NVIDIA Fixes Blackwell: A Swift Response to the GPU Issue
12:57, 24.10.2024
NVIDIA CEO Jensen Huang acknowledged a design flaw in the Blackwell series GPU, which led to delays in the supply of AI chips. The issue involved a functional defect that resulted in a low yield of working chips. According to Huang, the fault was entirely on NVIDIA and not their manufacturing partner TSMC, as some sources had suggested. He emphasized that TSMC was not only uninvolved in the problem but also played an active role in helping to fix it.

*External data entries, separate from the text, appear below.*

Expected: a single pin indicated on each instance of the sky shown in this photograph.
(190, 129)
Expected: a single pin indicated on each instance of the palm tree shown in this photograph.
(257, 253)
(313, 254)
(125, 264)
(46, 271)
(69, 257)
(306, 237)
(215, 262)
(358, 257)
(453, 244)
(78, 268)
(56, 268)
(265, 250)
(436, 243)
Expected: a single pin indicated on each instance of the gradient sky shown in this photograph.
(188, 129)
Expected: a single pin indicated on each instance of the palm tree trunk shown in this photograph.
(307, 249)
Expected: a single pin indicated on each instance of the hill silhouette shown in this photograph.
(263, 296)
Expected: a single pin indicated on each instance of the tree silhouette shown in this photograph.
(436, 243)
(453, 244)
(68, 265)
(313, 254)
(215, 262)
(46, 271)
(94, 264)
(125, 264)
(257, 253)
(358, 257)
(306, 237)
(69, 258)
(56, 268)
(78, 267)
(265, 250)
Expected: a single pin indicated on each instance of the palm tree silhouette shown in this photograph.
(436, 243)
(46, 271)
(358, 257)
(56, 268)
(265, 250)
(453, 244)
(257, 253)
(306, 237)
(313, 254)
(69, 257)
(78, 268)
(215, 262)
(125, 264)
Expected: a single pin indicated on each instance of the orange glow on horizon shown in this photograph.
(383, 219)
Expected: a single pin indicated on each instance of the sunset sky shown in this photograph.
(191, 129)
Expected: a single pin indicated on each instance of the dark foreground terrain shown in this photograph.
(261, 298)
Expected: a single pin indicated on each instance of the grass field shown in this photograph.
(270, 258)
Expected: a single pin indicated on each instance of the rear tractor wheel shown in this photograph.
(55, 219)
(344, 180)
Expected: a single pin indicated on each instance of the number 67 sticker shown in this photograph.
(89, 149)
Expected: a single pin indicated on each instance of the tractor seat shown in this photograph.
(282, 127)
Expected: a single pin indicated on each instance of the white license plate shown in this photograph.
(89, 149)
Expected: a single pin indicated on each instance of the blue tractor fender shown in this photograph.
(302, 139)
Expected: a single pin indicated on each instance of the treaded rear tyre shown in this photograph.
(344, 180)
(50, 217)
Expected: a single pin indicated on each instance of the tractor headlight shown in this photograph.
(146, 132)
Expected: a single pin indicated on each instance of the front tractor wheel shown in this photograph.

Chip Improvements and TSMC’s Role
The issue was resolved by modifying the upper metal layers and silicon bumps in the GPU, which enhanced performance. The fix required significant efforts, given the need to simultaneously manufacture seven different types of chips from scratch. The main challenges were associated with the CoWoS-L packaging technology, which uses LSI silicon bridges, the RDL interposer, and GPU chiplets. Problems arose due to thermal expansion of the components, causing system deformation. Such fixes typically take around 10 cycles, but NVIDIA and TSMC managed to resolve the issue in record time.

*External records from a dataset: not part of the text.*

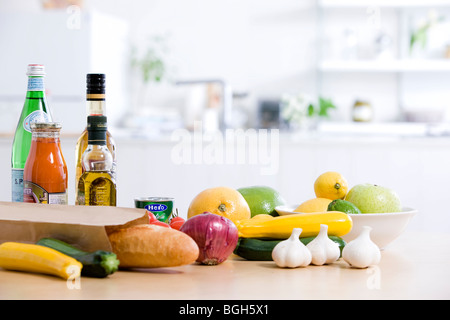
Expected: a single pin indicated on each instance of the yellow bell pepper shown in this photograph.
(281, 227)
(35, 258)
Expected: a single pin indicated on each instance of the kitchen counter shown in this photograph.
(415, 266)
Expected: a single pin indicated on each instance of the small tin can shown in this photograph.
(161, 207)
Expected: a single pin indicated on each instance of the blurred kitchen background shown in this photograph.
(360, 87)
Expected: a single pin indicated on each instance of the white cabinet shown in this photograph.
(364, 54)
(95, 43)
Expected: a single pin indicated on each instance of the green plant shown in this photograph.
(419, 36)
(322, 108)
(151, 63)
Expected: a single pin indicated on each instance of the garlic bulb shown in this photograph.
(323, 249)
(362, 252)
(291, 253)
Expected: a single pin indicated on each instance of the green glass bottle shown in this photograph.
(35, 109)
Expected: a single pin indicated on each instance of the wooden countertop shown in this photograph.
(415, 266)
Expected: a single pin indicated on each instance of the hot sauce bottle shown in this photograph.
(45, 173)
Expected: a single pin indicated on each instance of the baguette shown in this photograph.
(152, 246)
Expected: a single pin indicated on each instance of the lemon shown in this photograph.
(262, 199)
(343, 206)
(331, 185)
(314, 205)
(223, 201)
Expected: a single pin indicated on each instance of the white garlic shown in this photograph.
(362, 252)
(323, 249)
(291, 253)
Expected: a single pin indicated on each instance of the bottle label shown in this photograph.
(17, 185)
(36, 194)
(35, 84)
(35, 116)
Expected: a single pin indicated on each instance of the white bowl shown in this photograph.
(386, 227)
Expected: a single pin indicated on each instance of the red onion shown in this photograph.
(216, 236)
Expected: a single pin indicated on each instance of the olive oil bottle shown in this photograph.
(97, 185)
(96, 106)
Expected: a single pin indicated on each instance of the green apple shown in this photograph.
(371, 198)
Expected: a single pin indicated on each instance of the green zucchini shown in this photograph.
(97, 264)
(261, 249)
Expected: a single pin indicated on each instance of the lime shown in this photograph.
(262, 199)
(343, 206)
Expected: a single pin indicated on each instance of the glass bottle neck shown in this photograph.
(97, 157)
(95, 104)
(48, 136)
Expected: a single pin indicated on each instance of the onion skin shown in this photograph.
(216, 237)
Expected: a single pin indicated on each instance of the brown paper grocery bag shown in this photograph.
(86, 227)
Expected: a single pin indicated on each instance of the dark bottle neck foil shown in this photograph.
(95, 86)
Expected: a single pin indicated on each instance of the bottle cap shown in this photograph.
(36, 70)
(95, 83)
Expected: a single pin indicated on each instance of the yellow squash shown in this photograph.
(39, 259)
(281, 227)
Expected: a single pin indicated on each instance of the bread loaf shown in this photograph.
(152, 246)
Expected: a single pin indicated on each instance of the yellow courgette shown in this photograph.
(281, 227)
(39, 259)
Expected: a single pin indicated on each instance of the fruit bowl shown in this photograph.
(386, 227)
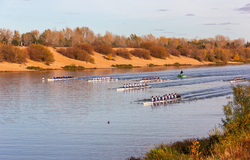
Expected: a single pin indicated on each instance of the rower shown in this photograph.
(179, 96)
(152, 99)
(159, 98)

Mass Production of the Updated Chips
The updated Blackwell B100 and B200 GPUs are set to enter mass production by the end of October, with shipments expected to begin early next year. While the production of the improved chips is ramping up, NVIDIA still anticipates some shortage of high-performance GPUs in 2024, particularly for major cloud providers such as AWS, Google, and Microsoft.